Engagement Is Allowed. Action Requires an Agenda.

In recent meetings in El Cerrito, we’ve heard councilmembers suggest that they do not respond to residents during public comment because of the Brown Act.
Let’s clarify what the law actually says.
The Ralph M. Brown Act (Gov. Code § 54950 et seq.) is California’s open meeting law for local government. Enacted in 1953, it ensures transparency, accountability, and meaningful public participation in local government.
It is not a gag order.
What the Brown Act Requires:
• 72-hour advance notice for regular meetings
• Clear agendas describing items for discussion
• Open meetings accessible to the public
• Opportunities for public comment
• Strict limits on closed sessions
• Prohibition of serial meetings outside a noticed public meeting
Its core principle is simple:
The public’s business must be conducted in public.

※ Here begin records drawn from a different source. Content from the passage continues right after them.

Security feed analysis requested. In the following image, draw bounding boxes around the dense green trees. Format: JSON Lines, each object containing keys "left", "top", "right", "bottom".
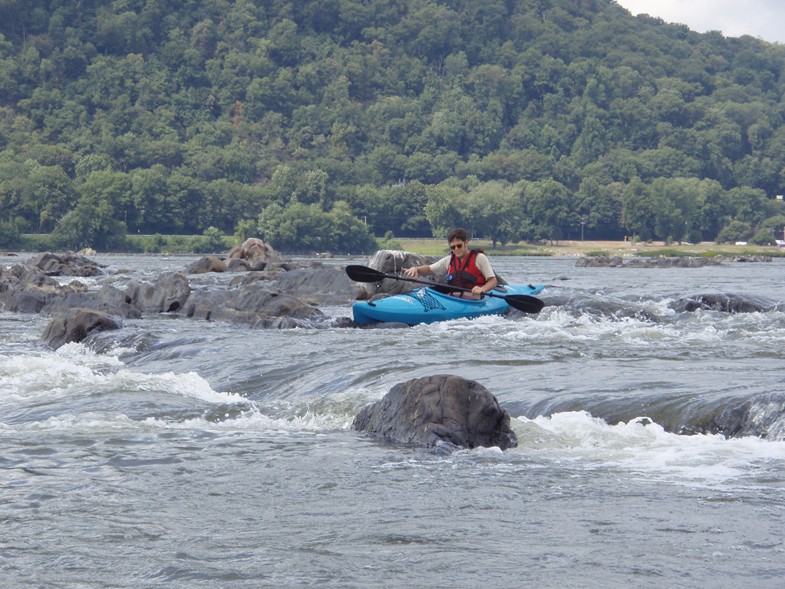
{"left": 1, "top": 0, "right": 785, "bottom": 251}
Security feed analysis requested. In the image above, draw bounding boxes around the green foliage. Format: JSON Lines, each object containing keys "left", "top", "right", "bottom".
{"left": 2, "top": 0, "right": 785, "bottom": 249}
{"left": 257, "top": 200, "right": 377, "bottom": 253}
{"left": 377, "top": 230, "right": 402, "bottom": 251}
{"left": 191, "top": 226, "right": 230, "bottom": 253}
{"left": 52, "top": 193, "right": 127, "bottom": 251}
{"left": 716, "top": 220, "right": 752, "bottom": 244}
{"left": 0, "top": 220, "right": 21, "bottom": 248}
{"left": 234, "top": 219, "right": 258, "bottom": 243}
{"left": 749, "top": 228, "right": 776, "bottom": 245}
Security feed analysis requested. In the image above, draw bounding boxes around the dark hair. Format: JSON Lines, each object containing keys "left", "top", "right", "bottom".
{"left": 447, "top": 227, "right": 469, "bottom": 242}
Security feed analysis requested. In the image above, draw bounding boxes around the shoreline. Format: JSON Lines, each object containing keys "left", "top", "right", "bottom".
{"left": 400, "top": 239, "right": 785, "bottom": 258}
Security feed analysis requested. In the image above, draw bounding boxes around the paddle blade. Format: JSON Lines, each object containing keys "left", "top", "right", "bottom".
{"left": 345, "top": 265, "right": 387, "bottom": 283}
{"left": 504, "top": 294, "right": 545, "bottom": 314}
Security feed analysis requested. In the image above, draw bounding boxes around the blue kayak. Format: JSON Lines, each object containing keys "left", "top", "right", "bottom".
{"left": 352, "top": 284, "right": 545, "bottom": 326}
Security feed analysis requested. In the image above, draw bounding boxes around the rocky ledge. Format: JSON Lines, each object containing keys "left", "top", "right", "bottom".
{"left": 576, "top": 254, "right": 772, "bottom": 268}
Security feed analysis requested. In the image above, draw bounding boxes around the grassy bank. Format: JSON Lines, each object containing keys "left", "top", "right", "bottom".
{"left": 10, "top": 234, "right": 785, "bottom": 258}
{"left": 398, "top": 238, "right": 785, "bottom": 258}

Engagement vs. Action — The Key Distinction
Here is where confusion often occurs.
The Council can engage during public comment. Members may:
• Briefly respond
• Ask clarifying questions
• Provide factual information
• Direct staff to follow up
• Request that an item be placed on a future agenda
What the Council cannot do is:
• Deliberate on an item that is not on the agenda
• Take action on an issue raised during public comment if it has not been properly noticed
If a resident raises a new issue during public comment, the Council cannot suddenly vote on it.

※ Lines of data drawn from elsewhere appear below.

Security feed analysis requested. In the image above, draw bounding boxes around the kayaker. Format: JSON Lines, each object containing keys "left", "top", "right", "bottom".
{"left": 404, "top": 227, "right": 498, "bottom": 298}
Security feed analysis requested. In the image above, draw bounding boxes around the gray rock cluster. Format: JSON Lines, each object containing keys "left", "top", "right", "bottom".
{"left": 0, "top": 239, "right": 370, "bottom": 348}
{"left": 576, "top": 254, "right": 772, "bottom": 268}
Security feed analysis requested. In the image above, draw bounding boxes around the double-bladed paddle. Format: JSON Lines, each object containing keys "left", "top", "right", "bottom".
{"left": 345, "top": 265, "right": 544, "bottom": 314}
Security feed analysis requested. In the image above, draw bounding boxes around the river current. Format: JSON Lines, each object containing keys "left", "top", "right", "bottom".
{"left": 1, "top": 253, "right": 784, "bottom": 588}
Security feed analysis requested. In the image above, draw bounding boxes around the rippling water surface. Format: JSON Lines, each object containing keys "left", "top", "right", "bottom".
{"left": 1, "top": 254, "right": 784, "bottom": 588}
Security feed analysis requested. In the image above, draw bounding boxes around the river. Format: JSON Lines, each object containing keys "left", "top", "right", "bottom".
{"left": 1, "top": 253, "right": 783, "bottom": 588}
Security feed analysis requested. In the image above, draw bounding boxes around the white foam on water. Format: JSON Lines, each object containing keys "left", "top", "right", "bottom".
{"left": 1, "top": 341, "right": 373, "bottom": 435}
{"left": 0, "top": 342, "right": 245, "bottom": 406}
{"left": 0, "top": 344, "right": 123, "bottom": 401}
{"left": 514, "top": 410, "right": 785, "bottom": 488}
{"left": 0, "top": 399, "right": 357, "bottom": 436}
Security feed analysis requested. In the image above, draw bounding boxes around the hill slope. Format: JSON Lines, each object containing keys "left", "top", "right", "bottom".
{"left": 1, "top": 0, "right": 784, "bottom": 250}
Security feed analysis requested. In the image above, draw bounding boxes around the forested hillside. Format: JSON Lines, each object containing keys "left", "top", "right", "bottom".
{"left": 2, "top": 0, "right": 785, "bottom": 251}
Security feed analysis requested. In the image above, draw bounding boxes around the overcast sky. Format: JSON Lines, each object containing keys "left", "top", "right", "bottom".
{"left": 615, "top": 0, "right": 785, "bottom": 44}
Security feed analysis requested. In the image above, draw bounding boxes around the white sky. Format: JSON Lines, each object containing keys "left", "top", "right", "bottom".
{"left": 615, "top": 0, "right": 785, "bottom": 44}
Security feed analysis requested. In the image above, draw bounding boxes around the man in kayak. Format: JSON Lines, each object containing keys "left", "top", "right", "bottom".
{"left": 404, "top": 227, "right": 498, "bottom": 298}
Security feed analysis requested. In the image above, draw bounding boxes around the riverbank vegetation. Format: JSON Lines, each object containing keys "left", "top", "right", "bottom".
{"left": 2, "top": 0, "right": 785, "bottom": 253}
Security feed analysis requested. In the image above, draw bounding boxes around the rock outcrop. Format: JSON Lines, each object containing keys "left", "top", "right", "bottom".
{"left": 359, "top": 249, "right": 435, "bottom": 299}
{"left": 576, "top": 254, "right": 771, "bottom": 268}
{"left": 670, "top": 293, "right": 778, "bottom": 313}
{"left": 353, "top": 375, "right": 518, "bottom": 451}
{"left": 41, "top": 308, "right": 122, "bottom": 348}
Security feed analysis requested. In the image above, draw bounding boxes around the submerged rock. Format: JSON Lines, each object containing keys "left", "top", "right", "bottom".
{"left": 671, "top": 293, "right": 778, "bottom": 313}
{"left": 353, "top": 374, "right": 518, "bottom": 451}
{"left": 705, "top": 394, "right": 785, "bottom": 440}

To take action, the item must be:
1. Properly agendized
2. Posted at least 72 hours in advance
3. Clearly described so the public knows action may occur
That is the safeguard.
It prevents surprise decision-making.
It does not prohibit conversation.
Silence Is a Choice, Not a Legal Mandate
There is a difference between not taking action and not acknowledging the public at all.
The Brown Act restricts action without notice.
It does not require officials to remain silent.
Government Code § 54954.3 expressly allows brief responses and clarifications during public comment, so long as members do not engage in substantive deliberation.
Choosing not to respond may be a governance style.
But it should not be described as a legal obligation.
Why This Matters in El Cerrito
El Cerrito is a small city of approximately 25,000 residents. People show up. They read staff reports. They ask informed questions about budgets, taxes, development, reserves, and long-term fiscal sustainability.
When residents receive no acknowledgment — and are told “the Brown Act prevents us from responding” — it creates unnecessary confusion.
City leaders often express concern about declining public trust. They wonder why residents feel skeptical, disengaged, or doubtful about decision-making processes.
This is one of the reasons.
When legal requirements are overstated, when engagement is withheld unnecessarily, and when silence is framed as compliance rather than choice, it erodes confidence.
The Brown Act was designed to increase transparency and public participation.
If trust is the goal, clarity about the law — and a willingness to engage within it — would be a meaningful place to start.